Although the United States is a party to almost fifty investment treaties, all of which provide for investor-state arbitration, and though it has even been a defendant in a few cases, public attention suddenly focused on this process only in the past year as a result of projected U. S participation in the Trans-Pacific Partnership Agreement (TPP), a twelve-nation trade and investment treaty that will provide investor-state arbitration for claims in the event of treaty violations. TPP opponents have railed against investor-state arbitration in particular, expressing fears about lost sovereignty and the machinations of “secret and sinister tribunals.” Much of the opposition to that agreement has been based on unsubstantiated fears and ignorance of the nature of the process and how it functions. The actual record of investor-state arbitration over the past twenty years has been good. As of 2013, 274 investor-state cases had been concluded. Of that number, 42% had been decided in favor of defendant states, 34% had been decided in favor of investors, and 27% were settled by agreement of the parties. The record by no means shows, as some would claim, that tribunals have an investor bias and that investor-state arbitration is a threat to national sovereignty. On the contrary, I would argue that the investor-state arbitration supports the international rule of law. Governments sometimes violate international law. When they do, they should be held accountable.

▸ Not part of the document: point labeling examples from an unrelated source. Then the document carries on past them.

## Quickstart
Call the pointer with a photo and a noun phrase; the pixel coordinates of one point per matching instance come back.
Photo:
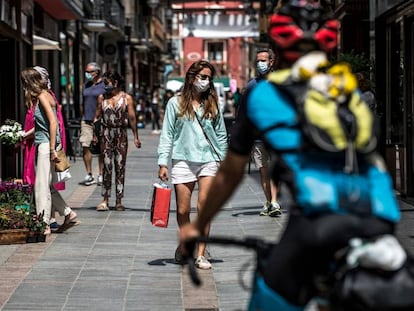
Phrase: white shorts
(184, 171)
(260, 155)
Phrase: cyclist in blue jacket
(336, 195)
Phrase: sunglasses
(204, 77)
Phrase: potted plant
(13, 225)
(36, 227)
(14, 193)
(19, 222)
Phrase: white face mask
(262, 67)
(201, 85)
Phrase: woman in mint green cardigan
(194, 136)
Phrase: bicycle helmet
(302, 26)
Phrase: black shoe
(179, 258)
(54, 226)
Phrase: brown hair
(209, 98)
(34, 85)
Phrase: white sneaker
(274, 209)
(265, 210)
(202, 263)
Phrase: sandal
(47, 231)
(102, 207)
(120, 207)
(70, 218)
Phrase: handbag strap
(206, 136)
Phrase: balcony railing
(111, 11)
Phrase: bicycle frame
(262, 297)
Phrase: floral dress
(114, 144)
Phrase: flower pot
(25, 207)
(35, 237)
(13, 236)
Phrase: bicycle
(343, 288)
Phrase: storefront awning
(221, 26)
(41, 43)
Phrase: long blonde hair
(209, 98)
(33, 84)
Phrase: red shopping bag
(160, 207)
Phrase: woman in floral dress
(115, 109)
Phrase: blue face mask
(109, 88)
(262, 67)
(88, 76)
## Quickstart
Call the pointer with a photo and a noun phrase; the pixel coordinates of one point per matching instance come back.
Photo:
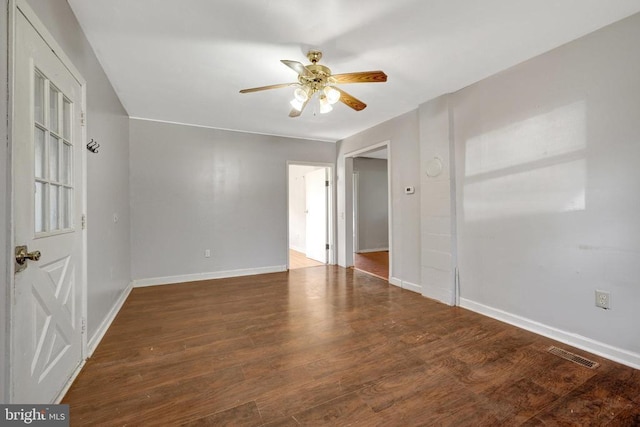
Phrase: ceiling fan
(316, 79)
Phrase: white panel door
(316, 228)
(46, 323)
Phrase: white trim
(168, 280)
(412, 287)
(69, 382)
(395, 281)
(365, 251)
(601, 349)
(230, 130)
(437, 293)
(35, 22)
(108, 320)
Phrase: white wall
(404, 164)
(373, 204)
(196, 188)
(548, 191)
(108, 172)
(298, 207)
(438, 213)
(5, 195)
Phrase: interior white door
(316, 192)
(46, 321)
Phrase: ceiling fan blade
(257, 89)
(298, 67)
(350, 100)
(361, 77)
(295, 113)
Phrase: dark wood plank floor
(376, 263)
(332, 346)
(300, 260)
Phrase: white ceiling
(185, 61)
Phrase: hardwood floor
(299, 260)
(376, 263)
(333, 346)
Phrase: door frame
(329, 167)
(16, 7)
(348, 238)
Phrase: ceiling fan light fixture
(332, 94)
(301, 94)
(297, 104)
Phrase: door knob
(22, 255)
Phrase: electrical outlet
(603, 299)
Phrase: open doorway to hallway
(371, 212)
(309, 222)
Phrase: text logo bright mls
(36, 415)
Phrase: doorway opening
(371, 212)
(310, 222)
(354, 247)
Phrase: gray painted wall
(4, 204)
(373, 204)
(404, 164)
(107, 172)
(549, 187)
(196, 188)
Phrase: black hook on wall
(93, 146)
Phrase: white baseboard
(365, 251)
(437, 293)
(395, 281)
(601, 349)
(104, 326)
(68, 384)
(411, 287)
(154, 281)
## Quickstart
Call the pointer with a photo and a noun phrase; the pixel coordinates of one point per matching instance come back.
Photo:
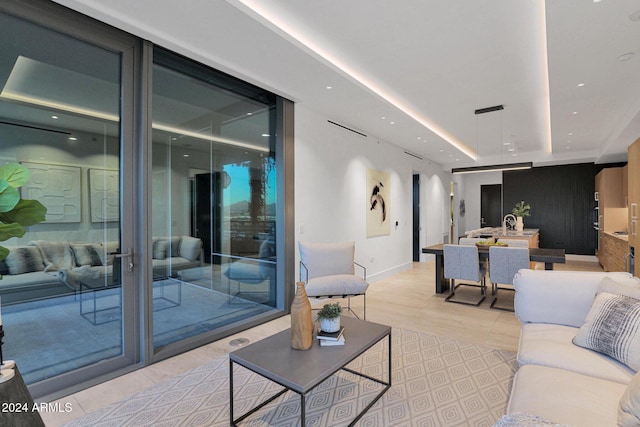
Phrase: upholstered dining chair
(505, 263)
(329, 272)
(461, 262)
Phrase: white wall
(331, 196)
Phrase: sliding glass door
(214, 198)
(67, 289)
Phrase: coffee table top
(301, 370)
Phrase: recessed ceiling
(427, 66)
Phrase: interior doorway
(491, 205)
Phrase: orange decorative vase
(301, 321)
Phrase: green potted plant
(329, 317)
(15, 212)
(521, 210)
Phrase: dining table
(548, 256)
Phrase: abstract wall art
(104, 195)
(57, 187)
(378, 203)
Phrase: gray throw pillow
(24, 259)
(612, 327)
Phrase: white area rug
(436, 381)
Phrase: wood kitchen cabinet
(613, 251)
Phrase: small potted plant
(329, 317)
(520, 211)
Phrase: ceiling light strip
(493, 168)
(289, 29)
(545, 79)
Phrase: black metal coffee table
(301, 371)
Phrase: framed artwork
(57, 187)
(378, 203)
(104, 195)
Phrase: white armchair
(329, 272)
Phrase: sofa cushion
(565, 396)
(87, 254)
(551, 345)
(629, 409)
(24, 259)
(190, 248)
(612, 327)
(56, 255)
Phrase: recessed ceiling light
(626, 56)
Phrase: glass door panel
(62, 282)
(214, 194)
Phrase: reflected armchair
(329, 272)
(253, 271)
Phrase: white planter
(330, 325)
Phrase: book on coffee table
(329, 343)
(331, 336)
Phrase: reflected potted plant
(521, 210)
(329, 317)
(15, 212)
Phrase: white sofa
(558, 380)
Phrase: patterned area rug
(436, 381)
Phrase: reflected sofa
(43, 269)
(563, 375)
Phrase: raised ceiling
(412, 73)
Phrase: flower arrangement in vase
(329, 317)
(521, 210)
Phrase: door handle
(129, 256)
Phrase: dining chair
(329, 272)
(461, 262)
(515, 243)
(505, 263)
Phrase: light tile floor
(405, 300)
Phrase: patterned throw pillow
(612, 327)
(24, 260)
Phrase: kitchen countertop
(527, 232)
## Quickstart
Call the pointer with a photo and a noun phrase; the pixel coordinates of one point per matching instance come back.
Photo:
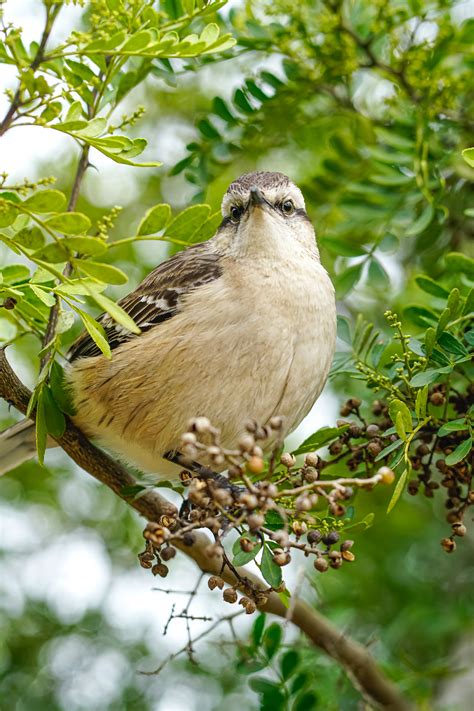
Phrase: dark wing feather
(157, 298)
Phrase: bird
(240, 327)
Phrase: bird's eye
(288, 207)
(235, 213)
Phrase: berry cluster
(275, 510)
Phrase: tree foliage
(367, 106)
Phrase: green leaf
(460, 453)
(101, 271)
(422, 222)
(154, 220)
(45, 296)
(116, 311)
(401, 417)
(45, 201)
(398, 490)
(209, 34)
(343, 329)
(389, 449)
(188, 221)
(54, 418)
(74, 112)
(241, 101)
(346, 281)
(453, 426)
(337, 245)
(377, 275)
(208, 129)
(59, 387)
(15, 273)
(207, 229)
(468, 155)
(257, 629)
(93, 246)
(430, 340)
(420, 316)
(452, 344)
(8, 213)
(41, 429)
(220, 108)
(70, 223)
(54, 253)
(270, 570)
(95, 331)
(421, 402)
(455, 262)
(432, 287)
(289, 663)
(263, 686)
(308, 700)
(30, 237)
(65, 321)
(320, 438)
(272, 639)
(426, 377)
(93, 128)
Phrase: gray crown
(259, 179)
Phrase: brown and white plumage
(239, 327)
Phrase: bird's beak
(256, 198)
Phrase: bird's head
(264, 213)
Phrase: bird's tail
(17, 445)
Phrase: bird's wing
(157, 298)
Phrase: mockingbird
(239, 327)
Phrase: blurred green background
(367, 106)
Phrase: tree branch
(352, 656)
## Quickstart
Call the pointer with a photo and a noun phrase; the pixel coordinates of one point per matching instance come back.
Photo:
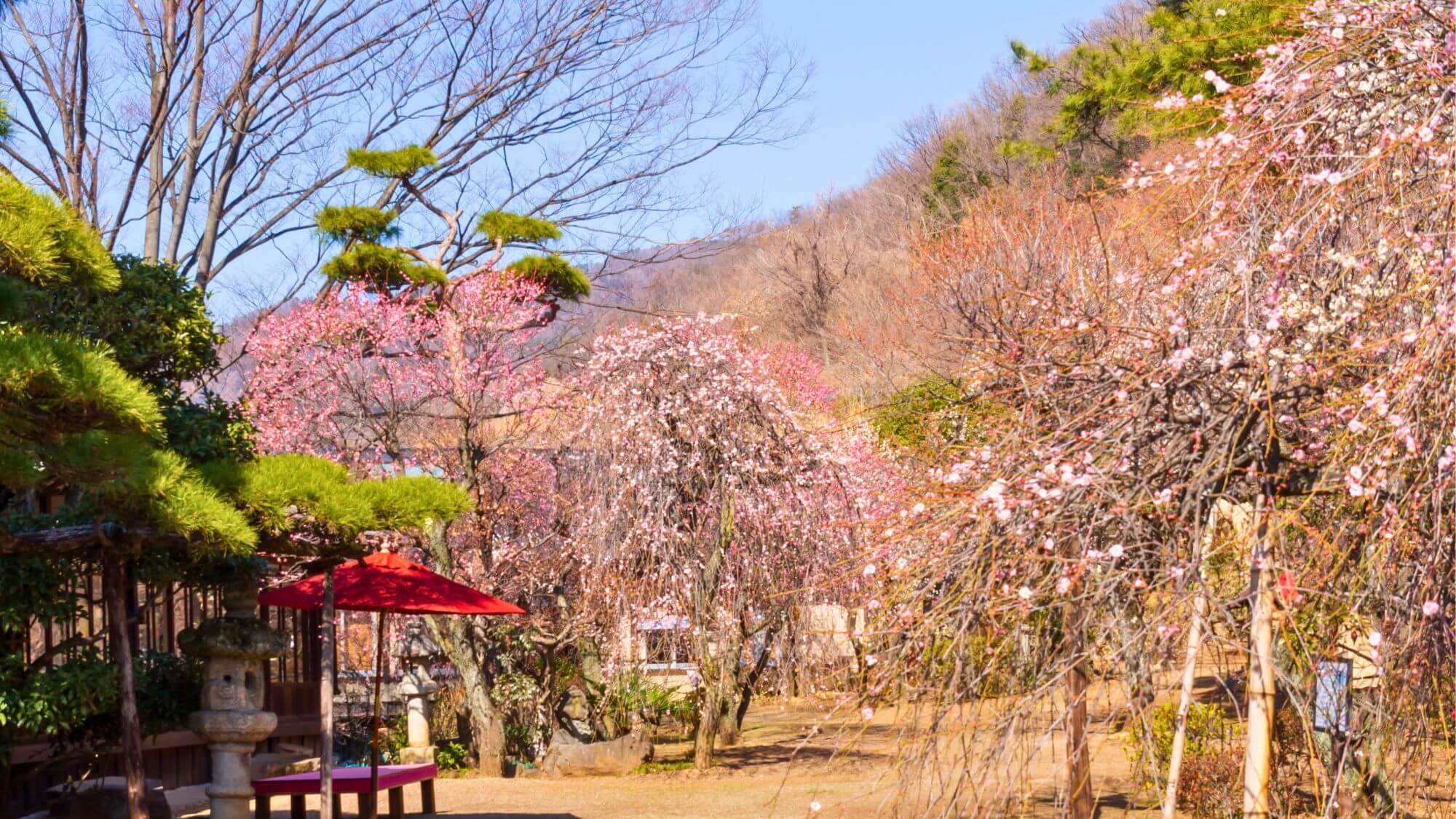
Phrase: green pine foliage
(47, 244)
(357, 223)
(561, 277)
(1109, 87)
(934, 414)
(72, 416)
(954, 181)
(209, 429)
(411, 502)
(381, 269)
(178, 500)
(392, 164)
(155, 323)
(512, 229)
(314, 496)
(52, 385)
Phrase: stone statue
(234, 650)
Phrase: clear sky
(877, 65)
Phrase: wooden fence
(175, 756)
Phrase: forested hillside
(1020, 175)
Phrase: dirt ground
(791, 758)
(797, 755)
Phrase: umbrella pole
(327, 701)
(379, 676)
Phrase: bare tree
(207, 132)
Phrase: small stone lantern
(234, 650)
(417, 687)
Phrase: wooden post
(1200, 609)
(1080, 758)
(114, 592)
(327, 700)
(1257, 756)
(379, 678)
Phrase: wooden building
(175, 756)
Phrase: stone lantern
(417, 687)
(234, 650)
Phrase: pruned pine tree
(414, 353)
(74, 420)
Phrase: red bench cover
(347, 780)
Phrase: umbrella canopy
(388, 583)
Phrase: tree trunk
(1080, 761)
(751, 681)
(454, 634)
(487, 724)
(327, 701)
(1257, 758)
(1200, 612)
(114, 590)
(713, 666)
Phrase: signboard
(1333, 697)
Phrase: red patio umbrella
(381, 583)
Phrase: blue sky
(877, 65)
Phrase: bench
(350, 780)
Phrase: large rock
(104, 797)
(571, 758)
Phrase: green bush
(634, 694)
(452, 755)
(1208, 729)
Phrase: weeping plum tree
(1289, 356)
(414, 359)
(717, 493)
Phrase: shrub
(1212, 765)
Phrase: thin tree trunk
(454, 634)
(1080, 759)
(1200, 611)
(373, 745)
(113, 577)
(711, 668)
(1203, 547)
(327, 701)
(755, 673)
(1257, 759)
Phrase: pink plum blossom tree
(721, 491)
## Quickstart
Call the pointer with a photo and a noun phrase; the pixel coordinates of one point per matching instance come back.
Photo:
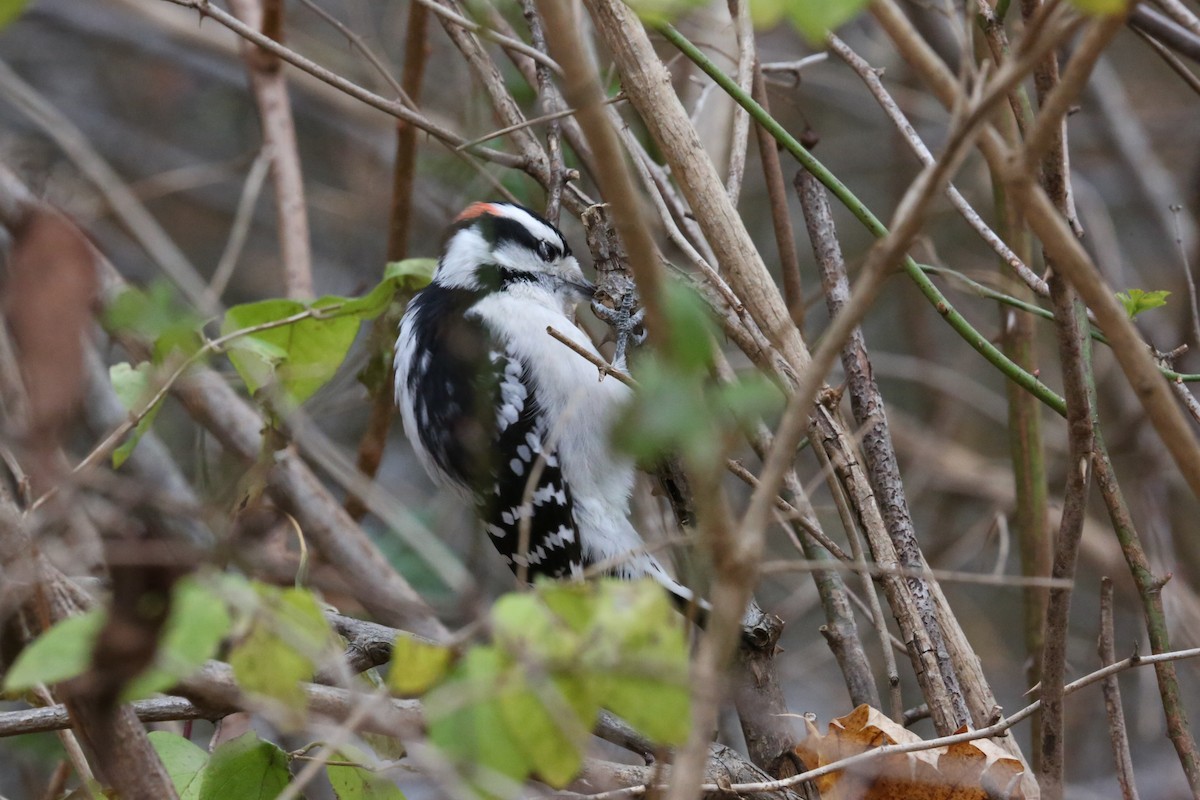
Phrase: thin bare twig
(1117, 732)
(917, 746)
(871, 78)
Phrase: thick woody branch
(270, 88)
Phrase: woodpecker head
(493, 246)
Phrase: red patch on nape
(478, 210)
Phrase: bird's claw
(625, 323)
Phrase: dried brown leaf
(972, 770)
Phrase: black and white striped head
(495, 245)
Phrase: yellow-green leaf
(1101, 7)
(816, 18)
(197, 624)
(184, 761)
(358, 782)
(417, 666)
(245, 768)
(287, 636)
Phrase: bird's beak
(585, 288)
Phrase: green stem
(916, 271)
(961, 326)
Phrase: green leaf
(748, 397)
(61, 653)
(195, 629)
(245, 768)
(133, 389)
(669, 413)
(407, 276)
(287, 636)
(299, 356)
(571, 601)
(358, 782)
(417, 666)
(523, 625)
(184, 761)
(641, 656)
(545, 725)
(816, 18)
(465, 719)
(690, 328)
(1101, 7)
(1137, 300)
(155, 314)
(10, 10)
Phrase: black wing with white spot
(528, 470)
(477, 415)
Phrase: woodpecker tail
(685, 600)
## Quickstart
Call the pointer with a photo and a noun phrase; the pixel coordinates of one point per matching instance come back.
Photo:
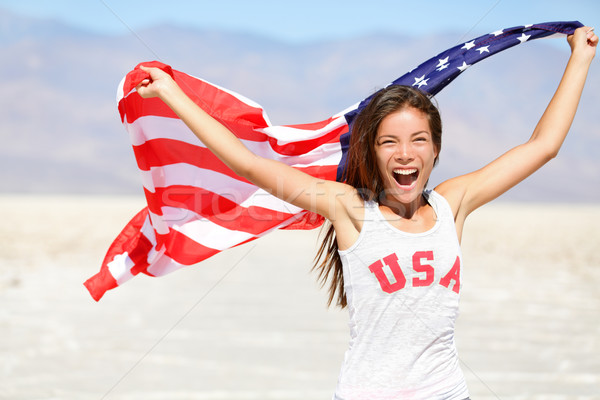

The essence of the rule of law is the ability of a private person to sue a government for violation of the law and obtain a fair hearing.
My experience moonlighting as an international judge has enriched my teaching of Law and Development and International Investment Law at Fletcher, as well as my scholarship in those areas. The tribunal over which I have presided has included Professor Gabrielle Kaufmann-Kohler, a Swiss national, and Professor Pedro Nikken from Venezuela, both exceptional lawyers who have diligently and knowledgeably worked to render fair decisions on innumerable procedural and substantive issues in the years we have worked together. Far from being a “sinister tribunal,” our association has been most congenial. In support of that proposition, I offer the attached photo of the three of us showing up for work one summer morning as Exhibit A.